This study provides key real-world evidence on whether patients with ER-low breast cancer should receive endocrine therapy, suggesting that endocrine therapy can significantly improve overall survival even in tumors with ER 1–10%, particularly in subgroups with residual disease and higher ER expression, offering direct guidance for clinical decision-making.
Literature Overview
This article, 'Endocrine therapy omission in estrogen receptor-low (1–10%) early-stage breast cancer,' published in the 'Journal of Clinical Oncology,' systematically investigates the use of endocrine therapy (ET) and its impact on overall survival (OS) in patients with early-stage breast cancer exhibiting low estrogen receptor expression (1–10%). Based on a retrospective cohort analysis of the National Cancer Database (NCDB), the study reveals a significant association between ET omission and increased risk of death. Further analyses indicate that this effect is more pronounced in specific subgroups, providing important evidence for treatment decisions in clinical practice for patients with ER-low tumors.Background Knowledge
Breast cancer is one of the most common malignancies in women, with approximately 70% of cases being ER-positive, typically recommended for 5–10 years of adjuvant endocrine therapy. However, tumors with low ER expression (1–10%) exhibit biological behavior more similar to triple-negative breast cancer (TNBC), and the sensitivity to endocrine therapy remains controversial. Although current ER testing standards have been lowered to ≥1%, uncertainty persists in clinical practice regarding whether patients with low ER expression should receive ET. International guidelines lack consistent recommendations on ET use for these patients, and some studies even suggest using ER≥10% as the positivity threshold. This uncertainty leads to heterogeneous treatment decisions, with some patients potentially being denied potential survival benefits due to misclassification as 'low responders.' This study addresses this clinical dilemma by aiming to clarify the real-world survival impact of ET in ER-low breast cancer using large-scale real-world data, providing evidence to support precision treatment.
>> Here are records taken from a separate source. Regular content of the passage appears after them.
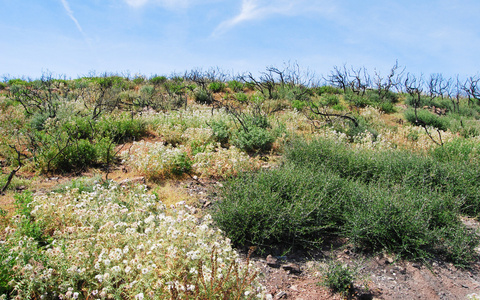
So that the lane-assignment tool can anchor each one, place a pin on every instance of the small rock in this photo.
(272, 261)
(293, 268)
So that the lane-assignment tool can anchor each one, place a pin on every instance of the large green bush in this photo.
(391, 200)
(426, 118)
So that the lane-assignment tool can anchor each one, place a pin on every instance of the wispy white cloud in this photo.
(169, 4)
(261, 9)
(70, 14)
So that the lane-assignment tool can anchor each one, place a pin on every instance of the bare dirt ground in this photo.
(300, 275)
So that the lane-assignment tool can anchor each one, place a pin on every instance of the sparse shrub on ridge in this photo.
(118, 243)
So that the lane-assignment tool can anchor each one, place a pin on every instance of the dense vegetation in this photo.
(386, 163)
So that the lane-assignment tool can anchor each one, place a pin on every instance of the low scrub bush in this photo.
(327, 89)
(203, 97)
(286, 207)
(339, 278)
(235, 85)
(426, 118)
(221, 162)
(220, 131)
(241, 97)
(255, 139)
(216, 86)
(380, 200)
(156, 161)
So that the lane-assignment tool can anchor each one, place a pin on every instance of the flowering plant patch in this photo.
(115, 243)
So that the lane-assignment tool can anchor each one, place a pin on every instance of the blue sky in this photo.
(74, 37)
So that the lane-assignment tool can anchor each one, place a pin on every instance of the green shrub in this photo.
(139, 80)
(17, 81)
(330, 100)
(358, 101)
(182, 164)
(203, 97)
(27, 225)
(339, 278)
(386, 107)
(76, 157)
(326, 89)
(457, 150)
(391, 200)
(37, 121)
(221, 132)
(280, 209)
(157, 80)
(254, 139)
(424, 117)
(216, 86)
(241, 97)
(122, 128)
(298, 104)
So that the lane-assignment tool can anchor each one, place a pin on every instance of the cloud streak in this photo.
(261, 9)
(169, 4)
(70, 14)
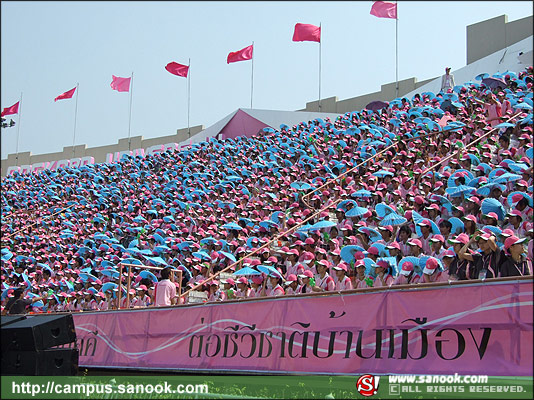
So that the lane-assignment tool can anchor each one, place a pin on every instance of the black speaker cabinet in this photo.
(52, 362)
(38, 333)
(9, 319)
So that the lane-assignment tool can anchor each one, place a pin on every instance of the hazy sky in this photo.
(47, 47)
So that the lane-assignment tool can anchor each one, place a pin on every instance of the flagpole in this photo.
(252, 77)
(397, 51)
(130, 117)
(320, 40)
(188, 96)
(75, 116)
(18, 128)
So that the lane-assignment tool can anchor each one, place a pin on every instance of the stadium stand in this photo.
(431, 188)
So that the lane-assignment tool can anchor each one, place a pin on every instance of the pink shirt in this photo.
(165, 291)
(345, 284)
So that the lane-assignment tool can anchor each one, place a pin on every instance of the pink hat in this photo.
(415, 242)
(430, 266)
(407, 268)
(437, 238)
(509, 242)
(373, 250)
(461, 238)
(307, 274)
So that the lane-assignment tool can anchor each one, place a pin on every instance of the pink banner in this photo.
(468, 329)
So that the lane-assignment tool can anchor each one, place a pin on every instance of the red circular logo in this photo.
(367, 385)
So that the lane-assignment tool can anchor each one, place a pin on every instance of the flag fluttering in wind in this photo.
(14, 109)
(307, 33)
(384, 9)
(177, 69)
(120, 84)
(241, 55)
(66, 95)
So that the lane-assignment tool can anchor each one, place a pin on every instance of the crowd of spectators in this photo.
(394, 220)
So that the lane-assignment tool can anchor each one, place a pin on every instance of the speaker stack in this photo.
(28, 345)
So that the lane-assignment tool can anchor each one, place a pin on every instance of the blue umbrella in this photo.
(383, 209)
(232, 225)
(362, 193)
(435, 228)
(459, 190)
(493, 205)
(415, 261)
(486, 189)
(267, 269)
(112, 273)
(374, 235)
(343, 205)
(515, 195)
(201, 255)
(87, 277)
(109, 286)
(147, 274)
(457, 225)
(347, 252)
(393, 219)
(356, 211)
(156, 260)
(230, 256)
(247, 271)
(506, 178)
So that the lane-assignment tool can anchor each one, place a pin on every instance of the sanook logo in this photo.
(367, 385)
(250, 342)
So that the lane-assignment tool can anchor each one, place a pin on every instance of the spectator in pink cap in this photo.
(323, 281)
(361, 280)
(165, 290)
(343, 281)
(487, 261)
(255, 289)
(407, 275)
(383, 274)
(292, 285)
(516, 263)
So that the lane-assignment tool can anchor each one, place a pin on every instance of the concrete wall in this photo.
(98, 153)
(487, 37)
(387, 92)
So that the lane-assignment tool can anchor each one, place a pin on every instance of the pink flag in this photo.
(384, 9)
(177, 69)
(66, 95)
(241, 55)
(307, 33)
(14, 109)
(120, 84)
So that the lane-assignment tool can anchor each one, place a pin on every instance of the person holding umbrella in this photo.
(447, 81)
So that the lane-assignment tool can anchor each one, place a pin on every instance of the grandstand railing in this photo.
(330, 205)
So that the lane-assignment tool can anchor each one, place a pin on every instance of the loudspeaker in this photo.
(51, 362)
(38, 333)
(9, 319)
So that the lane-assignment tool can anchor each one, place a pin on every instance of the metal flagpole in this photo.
(75, 116)
(320, 40)
(188, 97)
(18, 128)
(397, 51)
(130, 117)
(252, 77)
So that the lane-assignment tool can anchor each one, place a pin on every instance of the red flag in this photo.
(120, 84)
(241, 55)
(14, 109)
(384, 9)
(177, 69)
(307, 33)
(66, 95)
Research Methods and Experiments
The study conducted a retrospective cohort analysis using the NCDB (2018–2020), including 7,018 patients with stage I–III ER-low breast cancer who received chemotherapy, defined as immunohistochemical (IHC) ER expression of 1–10%. The primary exposure was initiation of ET within 12 months postsurgery, with OS analyzed using time-dependent Cox regression models. The study performed multivariable adjustments to control for confounding factors and conducted subgroup analyses stratified by pathologic response to neoadjuvant chemotherapy (NAC) (pCR vs. RD) and ER expression levels (1–5% vs. 6–10%). Statistical methods rigorously controlled for immortal time bias to ensure robust results.Key Conclusions and Perspectives
Research Significance and Prospects
This study provides critical real-world evidence for the clinical management of ER-low breast cancer, challenging the traditional notion that 'ER-low equals endocrine-insensitive.' The findings support the active use of ET in patients with residual disease after chemotherapy or those with ER expression close to 10%, potentially yielding survival benefits. Future prospective studies are needed to validate ET benefits in these subgroups and to explore the prognostic and predictive value of gene expression profiles (e.g., PAM50) or multigene assays (e.g., Oncotype DX) in ER-low populations to enable more precise individualized treatment. Additionally, the role of intensified endocrine strategies, such as combining CDK4/6 inhibitors, in high-risk ER-low patients warrants further investigation.
Conclusion
This study confirms through large-scale real-world data that in patients with early-stage breast cancer exhibiting low ER expression, omission of endocrine therapy is significantly associated with worse overall survival, particularly in subgroups with residual disease after neoadjuvant chemotherapy or higher ER expression levels (6–10%). These findings emphasize that even in ER-low tumors, the endocrine pathway may still play an important role, and endocrine therapy should not be readily abandoned. From a translational perspective, this study provides clear decision support for clinicians: for ER-low patients receiving chemotherapy, a comprehensive assessment of pathologic response and ER expression levels should be performed, and endocrine therapy should be actively considered, especially in high-risk subgroups. Future integration of molecular subtyping and dynamic biomarker monitoring holds promise for further optimizing treatment strategies and improving long-term survival in ER-low breast cancer. This study lays an important foundation for refining current breast cancer treatment guidelines and advancing precision medicine in borderline populations.